The policewomen forming the vanguard of the experiment are selected in a process that is similar to that used for their male counterparts, Walid says.
“We have the ability to work just as hard as the men and to work by their sides,” says Huda Rashid Hamid, another of the policewomen who started directing traffic, who says she is really happy to be doing this job. “We are capable of doing the impossible.”
On her first day on the job Hamid was really surprised to see so many people staring at her, especially the men. One of the things she found most amusing was the amount of taxi drivers who stopped and took selfies with her.
“Working in unstable security conditions and in the hot weather of Baghdad is certainly challenging,” Hamid says. “But this big challenge is an opportunity for Iraqi women to prove how capable they are.”
“The number of women volunteering to work as traffic police is rising,” says Aboud Najm, director of public relations at the Police Affairs Agency. “Some of these women hold officer ranks, others have had experience out in the field and some are from administrative departments. There are a lot of female staff at the Directorate of Traffic – over 100 women – but not all of them would be working on the street.”

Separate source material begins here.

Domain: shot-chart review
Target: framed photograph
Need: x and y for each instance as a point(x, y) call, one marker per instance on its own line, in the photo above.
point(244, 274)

Taxi driver Watheq al-Taei was one of the motorists who was surprised to see a uniformed woman ordering him around. He was even more surprised when she stopped him and at first he thought she was an actress playing a role for some film or television show. He says he actually began looking around for cameras.
“It's really nice to see women on the streets organising traffic,” he notes. “We're happy that these women are part of our Baghdad mornings. I promise that not a day will pass without me managing to flirt with one of these women,” he jokes, “especially if any of them try to fine me or give me a ticket!”